Илья Штемлер - Универмаг
- Как же вы так, Дятлов? — Фиртич потрогал рубец. — Как же нам работать? Если люди готовы все предать, все продать... Что же осталось-то в вас, Дятлов?
Заведующий складом моргал ресницами. Человек недалекий, он все же уловил растерянность в голосе директора.
- А что я? Что я-то? — осмелел заведующий. — Сами-то куда смотрите... Рудина-то от вас бумаги приносила...
Но Фиртич его уже не слышал...
4
Длиннющий прямой коридор упирался в дверь обувного отдела. Облезлая эта дверь скрывала овальное помещение, разделенное на две части.
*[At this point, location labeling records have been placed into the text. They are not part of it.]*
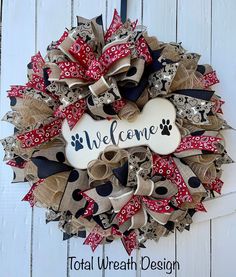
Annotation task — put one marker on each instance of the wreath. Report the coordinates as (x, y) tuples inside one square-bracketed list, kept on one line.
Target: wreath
[(128, 193)]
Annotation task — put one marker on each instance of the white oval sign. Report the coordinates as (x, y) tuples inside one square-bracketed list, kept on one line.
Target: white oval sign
[(154, 127)]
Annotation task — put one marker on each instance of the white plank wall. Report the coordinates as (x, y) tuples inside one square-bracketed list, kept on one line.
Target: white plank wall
[(29, 247)]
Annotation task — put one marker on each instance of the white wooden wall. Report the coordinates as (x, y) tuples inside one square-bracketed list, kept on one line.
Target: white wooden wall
[(28, 247)]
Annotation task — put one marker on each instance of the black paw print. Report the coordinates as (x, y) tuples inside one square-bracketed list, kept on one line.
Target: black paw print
[(77, 142), (165, 127)]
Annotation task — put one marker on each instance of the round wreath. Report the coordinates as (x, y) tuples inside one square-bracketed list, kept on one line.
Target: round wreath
[(133, 194)]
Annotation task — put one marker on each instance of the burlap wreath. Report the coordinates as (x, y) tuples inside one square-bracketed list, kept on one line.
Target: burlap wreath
[(132, 194)]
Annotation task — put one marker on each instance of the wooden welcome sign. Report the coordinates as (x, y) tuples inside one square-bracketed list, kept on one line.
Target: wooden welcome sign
[(154, 127)]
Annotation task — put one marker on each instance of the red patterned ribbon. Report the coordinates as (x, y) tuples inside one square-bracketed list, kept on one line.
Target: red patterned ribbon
[(118, 105), (216, 185), (116, 23), (37, 83), (88, 67), (167, 167), (217, 103), (129, 209), (30, 196), (208, 143), (38, 136), (158, 206), (72, 70), (130, 242), (37, 63), (73, 112), (16, 91), (142, 50), (135, 204), (93, 239), (200, 207), (210, 79)]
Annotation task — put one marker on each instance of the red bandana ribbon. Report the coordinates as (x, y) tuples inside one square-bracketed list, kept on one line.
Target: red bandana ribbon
[(208, 143), (38, 136)]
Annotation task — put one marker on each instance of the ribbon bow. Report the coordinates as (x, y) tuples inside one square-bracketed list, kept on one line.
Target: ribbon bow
[(88, 67)]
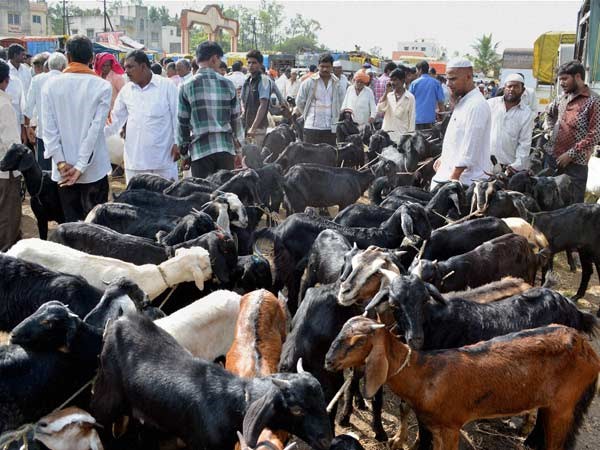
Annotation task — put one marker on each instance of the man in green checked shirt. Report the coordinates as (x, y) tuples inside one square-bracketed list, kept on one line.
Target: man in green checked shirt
[(210, 128)]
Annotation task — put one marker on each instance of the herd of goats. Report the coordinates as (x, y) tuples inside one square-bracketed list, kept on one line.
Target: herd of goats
[(169, 318)]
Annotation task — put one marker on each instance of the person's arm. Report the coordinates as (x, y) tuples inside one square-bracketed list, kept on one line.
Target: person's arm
[(118, 115), (524, 144), (95, 130)]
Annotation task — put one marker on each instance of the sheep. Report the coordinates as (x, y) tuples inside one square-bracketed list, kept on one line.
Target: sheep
[(61, 356), (206, 328), (45, 202), (314, 327), (317, 185), (535, 238), (553, 362), (573, 227), (68, 429), (25, 286), (507, 255), (260, 331), (188, 265), (145, 373), (148, 182)]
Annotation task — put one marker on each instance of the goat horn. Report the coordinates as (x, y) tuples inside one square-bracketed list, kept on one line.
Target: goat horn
[(299, 367)]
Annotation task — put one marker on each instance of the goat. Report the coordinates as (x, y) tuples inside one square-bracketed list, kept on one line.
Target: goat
[(316, 185), (148, 182), (206, 327), (145, 373), (188, 265), (507, 255), (553, 362), (68, 429), (462, 237), (61, 355), (317, 321), (325, 260), (573, 227), (45, 202), (259, 334), (519, 226)]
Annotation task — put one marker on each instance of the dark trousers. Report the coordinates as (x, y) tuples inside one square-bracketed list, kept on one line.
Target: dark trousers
[(319, 136), (203, 167), (45, 164), (10, 211), (78, 200), (576, 172)]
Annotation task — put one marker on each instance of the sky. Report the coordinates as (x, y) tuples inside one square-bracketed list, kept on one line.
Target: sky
[(454, 24)]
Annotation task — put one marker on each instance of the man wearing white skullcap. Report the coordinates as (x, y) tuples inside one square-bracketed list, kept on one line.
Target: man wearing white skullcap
[(512, 125), (466, 148)]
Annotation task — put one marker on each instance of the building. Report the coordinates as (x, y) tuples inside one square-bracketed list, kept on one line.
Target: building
[(23, 18), (171, 39), (131, 19), (428, 46)]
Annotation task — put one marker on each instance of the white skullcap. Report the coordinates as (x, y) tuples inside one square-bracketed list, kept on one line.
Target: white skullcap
[(514, 77), (458, 63)]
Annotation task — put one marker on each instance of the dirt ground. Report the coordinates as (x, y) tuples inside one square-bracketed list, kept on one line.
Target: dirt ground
[(484, 435)]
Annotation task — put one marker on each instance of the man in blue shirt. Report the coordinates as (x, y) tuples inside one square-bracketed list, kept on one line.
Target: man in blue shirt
[(428, 92)]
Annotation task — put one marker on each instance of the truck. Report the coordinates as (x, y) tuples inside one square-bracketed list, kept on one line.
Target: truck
[(587, 43)]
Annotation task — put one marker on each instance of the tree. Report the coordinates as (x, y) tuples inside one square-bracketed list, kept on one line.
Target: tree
[(486, 58)]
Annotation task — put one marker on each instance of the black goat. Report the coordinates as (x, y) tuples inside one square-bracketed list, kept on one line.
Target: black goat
[(326, 260), (145, 373), (149, 182), (321, 186), (462, 237), (45, 202), (314, 327), (507, 255)]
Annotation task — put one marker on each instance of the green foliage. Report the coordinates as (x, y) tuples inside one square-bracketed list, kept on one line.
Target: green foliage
[(486, 59)]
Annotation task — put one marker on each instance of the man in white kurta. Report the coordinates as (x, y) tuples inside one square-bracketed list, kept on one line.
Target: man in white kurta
[(512, 125), (148, 103), (466, 148)]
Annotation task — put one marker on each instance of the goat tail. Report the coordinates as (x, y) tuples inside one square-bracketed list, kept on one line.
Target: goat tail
[(551, 280), (581, 409)]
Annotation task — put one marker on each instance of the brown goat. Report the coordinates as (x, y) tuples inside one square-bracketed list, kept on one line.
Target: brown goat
[(260, 331), (552, 368)]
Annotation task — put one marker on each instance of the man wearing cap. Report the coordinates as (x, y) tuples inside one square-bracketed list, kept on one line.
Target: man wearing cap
[(574, 119), (512, 125), (466, 148), (339, 72), (428, 93)]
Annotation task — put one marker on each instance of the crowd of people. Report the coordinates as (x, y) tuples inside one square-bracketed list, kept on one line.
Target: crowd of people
[(201, 111)]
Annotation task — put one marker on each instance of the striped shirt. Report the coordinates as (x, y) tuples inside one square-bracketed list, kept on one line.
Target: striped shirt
[(208, 115)]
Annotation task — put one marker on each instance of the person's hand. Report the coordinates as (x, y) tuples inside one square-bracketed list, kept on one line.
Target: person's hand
[(563, 160), (175, 152), (70, 177)]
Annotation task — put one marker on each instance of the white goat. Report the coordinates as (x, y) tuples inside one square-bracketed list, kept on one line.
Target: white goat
[(68, 429), (206, 327), (522, 228), (191, 264)]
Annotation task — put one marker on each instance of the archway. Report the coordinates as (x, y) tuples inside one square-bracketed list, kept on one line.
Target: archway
[(213, 20)]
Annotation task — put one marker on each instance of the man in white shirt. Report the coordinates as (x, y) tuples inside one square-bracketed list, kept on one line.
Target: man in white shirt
[(75, 108), (149, 105), (466, 148), (10, 182), (184, 69), (319, 100), (512, 125), (57, 62)]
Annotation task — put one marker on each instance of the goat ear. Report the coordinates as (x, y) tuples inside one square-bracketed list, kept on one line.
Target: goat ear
[(376, 370), (435, 294), (258, 415)]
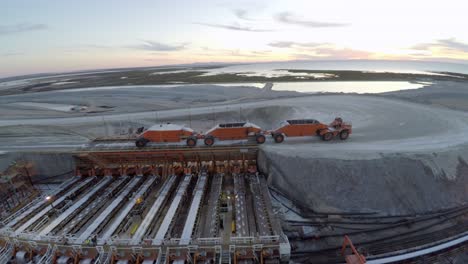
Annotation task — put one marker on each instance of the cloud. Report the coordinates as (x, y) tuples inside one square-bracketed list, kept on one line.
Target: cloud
[(292, 44), (314, 50), (289, 18), (158, 46), (448, 44), (235, 27), (242, 14), (19, 28), (11, 54)]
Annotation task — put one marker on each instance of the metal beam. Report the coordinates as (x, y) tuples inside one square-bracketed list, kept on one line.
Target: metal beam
[(124, 212), (141, 231), (193, 212), (164, 228), (75, 206), (109, 209), (54, 203)]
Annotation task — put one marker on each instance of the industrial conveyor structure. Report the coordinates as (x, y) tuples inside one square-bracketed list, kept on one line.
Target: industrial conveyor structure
[(170, 204)]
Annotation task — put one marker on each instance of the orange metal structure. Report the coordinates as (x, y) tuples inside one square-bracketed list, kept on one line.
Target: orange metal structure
[(355, 257), (234, 131), (167, 133), (311, 127)]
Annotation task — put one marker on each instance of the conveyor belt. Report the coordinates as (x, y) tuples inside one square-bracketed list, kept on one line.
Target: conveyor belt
[(261, 218), (108, 210), (126, 210), (48, 208), (153, 211), (193, 212), (242, 226), (210, 229), (40, 202), (75, 206), (163, 229), (80, 217)]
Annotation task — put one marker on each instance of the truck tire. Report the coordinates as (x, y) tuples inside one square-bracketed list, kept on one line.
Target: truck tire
[(327, 136), (278, 138), (141, 142), (260, 139), (191, 141), (209, 141), (344, 134)]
Меньшую занимала заведующая Стелла Георгиевна Рудина. В большей размещались товароведы и вечно толкался народ: кладовщики, экспедиторы, транспортный люд. Нередко встречались личности, не имеющие никакого отношения к отделу: директора магазинов и аптек, косметички, железнодорожные кассиры, представители общепита и прочая бытовая «знать». Здесь, в бывшей гостиной бывшего Конногвардейского общества, они чувствовали себя как дома. Нередко клиенты приносили с собой всякие деликатесы и распивали кофе вместе с товароведами. Как эти три дамы, живой вес которых на круг был не менее четырех центнеров. Компанию им составляли три товароведа. В стареньких халатах, в одинаковых глухих свитерах. Товароведы нервничали, поглядывали на часы. Прислушивались...
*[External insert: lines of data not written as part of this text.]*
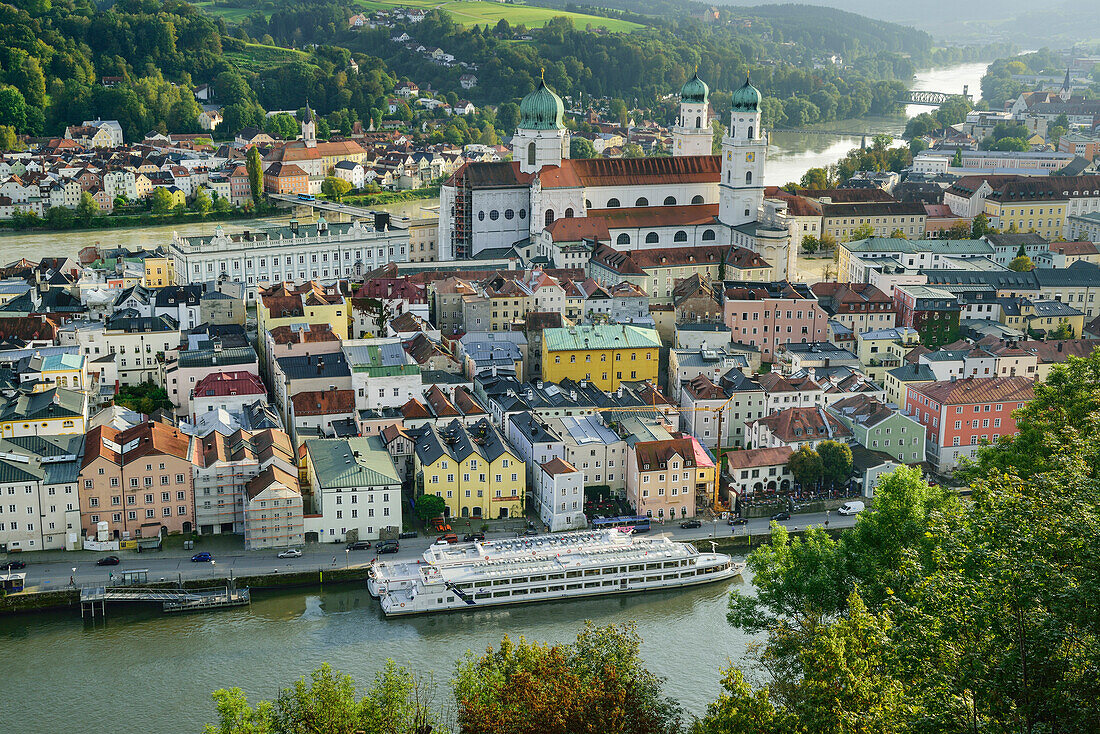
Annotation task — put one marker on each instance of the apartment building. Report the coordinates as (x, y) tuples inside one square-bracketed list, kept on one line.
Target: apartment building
[(139, 481)]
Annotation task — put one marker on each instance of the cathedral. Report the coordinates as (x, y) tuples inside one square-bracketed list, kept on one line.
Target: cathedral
[(549, 208)]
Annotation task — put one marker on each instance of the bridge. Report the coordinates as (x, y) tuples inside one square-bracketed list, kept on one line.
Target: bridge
[(305, 207), (934, 98), (172, 600)]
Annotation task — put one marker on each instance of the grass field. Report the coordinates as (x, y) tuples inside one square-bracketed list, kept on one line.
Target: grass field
[(256, 56), (476, 12)]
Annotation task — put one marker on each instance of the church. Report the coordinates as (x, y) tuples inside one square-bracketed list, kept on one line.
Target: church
[(547, 206)]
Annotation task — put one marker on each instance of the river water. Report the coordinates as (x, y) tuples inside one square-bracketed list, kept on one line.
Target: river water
[(143, 671), (147, 672)]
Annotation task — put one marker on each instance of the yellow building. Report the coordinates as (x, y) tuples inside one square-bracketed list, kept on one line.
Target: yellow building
[(1046, 316), (603, 353), (160, 273), (1027, 207), (472, 468), (310, 303)]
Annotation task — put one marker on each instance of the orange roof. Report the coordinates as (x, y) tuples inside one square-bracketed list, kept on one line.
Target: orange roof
[(631, 172)]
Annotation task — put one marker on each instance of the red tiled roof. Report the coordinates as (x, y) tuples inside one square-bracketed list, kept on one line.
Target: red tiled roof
[(228, 383), (978, 390), (323, 402), (631, 172)]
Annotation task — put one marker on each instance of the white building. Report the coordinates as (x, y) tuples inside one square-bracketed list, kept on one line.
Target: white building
[(355, 488), (310, 252)]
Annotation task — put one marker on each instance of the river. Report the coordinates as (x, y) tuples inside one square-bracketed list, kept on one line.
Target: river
[(143, 671), (792, 154)]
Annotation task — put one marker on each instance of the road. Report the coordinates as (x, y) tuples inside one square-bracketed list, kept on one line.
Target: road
[(47, 570)]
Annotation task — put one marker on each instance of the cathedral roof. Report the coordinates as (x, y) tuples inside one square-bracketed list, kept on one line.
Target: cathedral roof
[(746, 98), (541, 110), (631, 172), (694, 90)]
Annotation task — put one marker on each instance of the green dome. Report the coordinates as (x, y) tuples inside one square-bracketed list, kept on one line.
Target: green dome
[(541, 110), (694, 90), (746, 98)]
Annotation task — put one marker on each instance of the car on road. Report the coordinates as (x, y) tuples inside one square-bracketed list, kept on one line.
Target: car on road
[(853, 507)]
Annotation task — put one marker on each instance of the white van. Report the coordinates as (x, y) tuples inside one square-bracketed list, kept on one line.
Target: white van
[(851, 507)]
- Стелле все можно, а нас на пайке держит, — произнесла старший товаровед. И добавила, глядя на одну из дам: — Три дня за тебя просила, цени!
Толстуха передернула широкими, точно подоконник, плечами. В знак некоторой несправедливости слов. Игра- то идет не в одни ворота...
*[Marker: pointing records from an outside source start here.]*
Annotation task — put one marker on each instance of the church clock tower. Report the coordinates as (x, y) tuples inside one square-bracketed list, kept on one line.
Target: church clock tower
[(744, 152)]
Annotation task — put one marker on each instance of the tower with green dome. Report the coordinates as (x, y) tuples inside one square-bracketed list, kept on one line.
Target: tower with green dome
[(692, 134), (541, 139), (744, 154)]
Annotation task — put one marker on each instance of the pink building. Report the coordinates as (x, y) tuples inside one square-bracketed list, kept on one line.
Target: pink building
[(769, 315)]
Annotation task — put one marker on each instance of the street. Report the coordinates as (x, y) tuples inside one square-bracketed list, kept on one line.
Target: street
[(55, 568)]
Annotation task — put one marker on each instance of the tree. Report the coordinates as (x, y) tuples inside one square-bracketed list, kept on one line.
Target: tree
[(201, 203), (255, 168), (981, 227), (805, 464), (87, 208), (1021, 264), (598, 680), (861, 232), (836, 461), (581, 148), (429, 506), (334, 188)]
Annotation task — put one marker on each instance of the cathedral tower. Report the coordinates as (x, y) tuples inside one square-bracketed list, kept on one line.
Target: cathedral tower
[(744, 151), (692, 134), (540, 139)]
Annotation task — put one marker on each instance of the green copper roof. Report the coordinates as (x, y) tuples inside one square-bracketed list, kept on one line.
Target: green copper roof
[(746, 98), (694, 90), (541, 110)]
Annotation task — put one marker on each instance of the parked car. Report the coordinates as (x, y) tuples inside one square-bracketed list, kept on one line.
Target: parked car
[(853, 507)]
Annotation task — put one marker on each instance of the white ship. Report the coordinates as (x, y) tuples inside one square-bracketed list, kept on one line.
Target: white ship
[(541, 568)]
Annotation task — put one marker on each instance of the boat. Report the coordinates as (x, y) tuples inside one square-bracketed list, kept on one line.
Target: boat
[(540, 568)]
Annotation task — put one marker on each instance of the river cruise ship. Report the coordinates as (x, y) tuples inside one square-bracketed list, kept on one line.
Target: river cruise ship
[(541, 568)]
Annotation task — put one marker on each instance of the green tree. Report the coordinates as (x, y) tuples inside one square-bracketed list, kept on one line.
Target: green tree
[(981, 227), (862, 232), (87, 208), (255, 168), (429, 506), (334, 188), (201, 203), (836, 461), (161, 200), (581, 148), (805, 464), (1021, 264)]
Наконец дверь растворилась, и появилась Наталья-кладовщица в обнимку с тремя плоскими коробками.
- Ну даешь! Рожала ты их, что ли? — воскликнули облегченно товароведы. — Вот-вот Стелла вернется с обеда.
- А что, Стелла не знает? — замерла кладовщица.
- Да знает! Только что ей в голову взбрыкнет... Меряйте, девки!
Толстухи резво сбросили свою родную обувь и приняли из рук кладовщицы серебристо-белые сапожки на высоком каблучке. Сапожки крутили лебяжьими шеями, сопротивляясь коротким толстым ногам. Словно их топтали, а не мерили...
- Что они там, на ходулях ходют? Шкилеты несчастные. Мучайся из-за них, — шептала брюнетка, склонив к полу розовый затылок.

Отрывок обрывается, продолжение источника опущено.